基準が無い以上、単純な数字で高い低いを見ることは難しい
では、次は視点を変えて、費用対効果の面でメリットコストを比べて見よう
新兵とはいえ、最前線に配属するためには最低限の訓練は必要だ
その兵士を集める工数、教官の指導工数という名の人件費
最低限の装備の作成費用、それに伴う加工工数、原料の採取工数
ザッと考えてみただけでもかなりのコストがかかっている
一方で、劇的に戦局が動く戦場など稀だ
当然、小競り合い程度では領土や賠償金を得られるわけもない
つまり、リターンはほぼ0なのにコストはかかる
実に、かけたコストの7割が無に帰すのだ。
その人材が他の何かに従事してたら得られたであろう機会損失まで含めたら、
その損害は計り知れない
つまるところ、確実にコストの方が大きい。

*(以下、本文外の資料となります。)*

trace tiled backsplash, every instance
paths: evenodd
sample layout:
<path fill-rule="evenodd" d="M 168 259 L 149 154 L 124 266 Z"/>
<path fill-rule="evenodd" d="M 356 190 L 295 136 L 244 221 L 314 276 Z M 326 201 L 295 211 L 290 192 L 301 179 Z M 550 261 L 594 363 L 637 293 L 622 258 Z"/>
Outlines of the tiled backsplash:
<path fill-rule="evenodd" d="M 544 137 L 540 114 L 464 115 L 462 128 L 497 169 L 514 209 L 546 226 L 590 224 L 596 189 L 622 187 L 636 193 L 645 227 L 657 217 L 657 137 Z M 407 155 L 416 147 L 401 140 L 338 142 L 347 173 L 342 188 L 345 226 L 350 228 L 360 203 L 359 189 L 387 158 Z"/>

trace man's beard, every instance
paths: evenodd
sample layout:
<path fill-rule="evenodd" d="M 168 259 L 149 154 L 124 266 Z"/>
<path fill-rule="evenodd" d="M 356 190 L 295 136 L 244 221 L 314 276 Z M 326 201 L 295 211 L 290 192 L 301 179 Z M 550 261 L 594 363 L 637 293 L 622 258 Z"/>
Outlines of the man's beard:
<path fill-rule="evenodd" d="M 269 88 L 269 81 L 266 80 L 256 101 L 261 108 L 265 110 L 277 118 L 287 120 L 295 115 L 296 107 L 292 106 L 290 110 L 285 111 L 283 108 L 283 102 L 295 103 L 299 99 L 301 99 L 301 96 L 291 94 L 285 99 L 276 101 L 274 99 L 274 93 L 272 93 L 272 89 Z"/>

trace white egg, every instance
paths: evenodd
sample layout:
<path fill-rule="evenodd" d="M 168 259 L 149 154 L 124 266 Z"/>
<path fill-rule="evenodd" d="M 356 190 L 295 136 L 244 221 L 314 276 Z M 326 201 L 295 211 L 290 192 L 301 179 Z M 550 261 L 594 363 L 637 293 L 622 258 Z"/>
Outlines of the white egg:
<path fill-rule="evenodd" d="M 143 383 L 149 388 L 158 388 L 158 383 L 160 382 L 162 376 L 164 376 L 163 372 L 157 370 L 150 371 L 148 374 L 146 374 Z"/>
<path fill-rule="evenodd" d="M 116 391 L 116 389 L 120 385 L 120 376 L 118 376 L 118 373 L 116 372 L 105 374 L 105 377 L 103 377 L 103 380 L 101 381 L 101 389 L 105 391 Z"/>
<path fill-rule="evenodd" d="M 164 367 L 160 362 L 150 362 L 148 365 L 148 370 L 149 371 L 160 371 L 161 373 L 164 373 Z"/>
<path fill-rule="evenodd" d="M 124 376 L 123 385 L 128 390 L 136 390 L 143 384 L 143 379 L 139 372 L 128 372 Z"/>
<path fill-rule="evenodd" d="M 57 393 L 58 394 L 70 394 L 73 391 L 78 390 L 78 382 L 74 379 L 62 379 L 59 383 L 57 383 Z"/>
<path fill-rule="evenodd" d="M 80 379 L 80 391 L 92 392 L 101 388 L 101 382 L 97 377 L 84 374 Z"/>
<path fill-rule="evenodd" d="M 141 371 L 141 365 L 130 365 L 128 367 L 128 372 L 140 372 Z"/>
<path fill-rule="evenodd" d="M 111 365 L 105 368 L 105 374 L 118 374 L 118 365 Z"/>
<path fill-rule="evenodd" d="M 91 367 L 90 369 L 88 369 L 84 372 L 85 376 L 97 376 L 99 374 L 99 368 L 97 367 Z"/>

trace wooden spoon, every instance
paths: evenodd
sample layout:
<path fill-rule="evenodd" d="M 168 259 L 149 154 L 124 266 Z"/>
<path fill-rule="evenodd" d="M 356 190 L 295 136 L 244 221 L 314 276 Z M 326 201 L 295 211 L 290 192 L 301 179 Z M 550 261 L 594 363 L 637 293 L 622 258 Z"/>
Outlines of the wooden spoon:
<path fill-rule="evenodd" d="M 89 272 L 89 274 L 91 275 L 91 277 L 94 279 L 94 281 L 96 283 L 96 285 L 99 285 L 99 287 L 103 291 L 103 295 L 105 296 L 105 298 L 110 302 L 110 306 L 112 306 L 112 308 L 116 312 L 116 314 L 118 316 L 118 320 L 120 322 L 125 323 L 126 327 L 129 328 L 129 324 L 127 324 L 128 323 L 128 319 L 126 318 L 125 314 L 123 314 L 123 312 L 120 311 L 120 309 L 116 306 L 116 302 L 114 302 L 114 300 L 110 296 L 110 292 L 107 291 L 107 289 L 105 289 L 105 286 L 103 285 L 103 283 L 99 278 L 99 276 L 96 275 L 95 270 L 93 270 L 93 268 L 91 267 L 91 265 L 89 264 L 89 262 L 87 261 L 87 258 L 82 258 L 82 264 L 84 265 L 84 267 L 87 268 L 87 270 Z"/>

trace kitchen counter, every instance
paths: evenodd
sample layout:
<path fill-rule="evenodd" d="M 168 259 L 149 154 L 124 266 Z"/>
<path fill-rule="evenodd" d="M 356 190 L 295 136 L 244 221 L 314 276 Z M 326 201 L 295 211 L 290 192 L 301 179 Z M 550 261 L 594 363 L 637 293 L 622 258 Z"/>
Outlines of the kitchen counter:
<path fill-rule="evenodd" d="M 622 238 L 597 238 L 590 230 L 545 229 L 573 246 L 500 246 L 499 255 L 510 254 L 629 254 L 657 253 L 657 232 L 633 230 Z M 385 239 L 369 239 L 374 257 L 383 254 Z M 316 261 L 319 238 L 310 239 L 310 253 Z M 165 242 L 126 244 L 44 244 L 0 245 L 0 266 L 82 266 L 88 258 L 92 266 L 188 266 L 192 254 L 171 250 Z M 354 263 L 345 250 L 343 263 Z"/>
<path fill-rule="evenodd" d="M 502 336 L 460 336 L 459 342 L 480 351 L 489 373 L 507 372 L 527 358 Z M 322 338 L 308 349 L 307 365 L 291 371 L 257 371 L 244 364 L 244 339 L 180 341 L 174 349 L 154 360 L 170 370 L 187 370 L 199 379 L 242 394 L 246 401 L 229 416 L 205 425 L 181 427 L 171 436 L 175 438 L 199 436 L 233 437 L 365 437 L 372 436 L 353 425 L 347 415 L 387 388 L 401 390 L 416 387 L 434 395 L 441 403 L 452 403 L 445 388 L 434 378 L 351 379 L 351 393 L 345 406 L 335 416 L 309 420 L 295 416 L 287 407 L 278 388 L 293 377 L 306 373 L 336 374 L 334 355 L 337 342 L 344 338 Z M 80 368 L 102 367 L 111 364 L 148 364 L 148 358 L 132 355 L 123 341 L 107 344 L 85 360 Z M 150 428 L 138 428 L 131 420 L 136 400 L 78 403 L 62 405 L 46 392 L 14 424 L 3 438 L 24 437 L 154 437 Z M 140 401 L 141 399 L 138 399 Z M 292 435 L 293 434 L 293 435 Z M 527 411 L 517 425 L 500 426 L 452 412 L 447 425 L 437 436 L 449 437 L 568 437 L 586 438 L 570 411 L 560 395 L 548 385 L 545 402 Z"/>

メリットも小さい
そのほかにもいくつかの仮定はできるが、そのどれもが答えは同じだ
確率としては低く、メリットも少ない
座学の時間では、ぼんやりとそんなことを考えていた気がする
けれど、いざこうして最前線に立ってみた感想としては、
それは非常に高い数字に思う
地面に目線をやれば地平を埋め尽くすほどの人間が所狭しと殺しあっている
空を見上げれば様々な属性の魔法が飛び回り、破裂音や雷鳴が轟いている
これらは、死だ。
触れただけで命を奪う”死”だ
見渡す限りの死が溢れる戦場で、命を拾える場所が3割もある
少なくとも、今の僕の眼には1割だってそんな場所があるようには見えない
なるほど、実戦という基準に照らし合わせるならば、3割は高い数字であり、
訓練や装備があるからこそ、3割が生き残れている
戦争とはそういうものだと知れば、なるほど、3割とは規格外に高い確率だろう
これから足を取られる目の前の地獄を眺めながら、不思議なほど冷静にそう思った。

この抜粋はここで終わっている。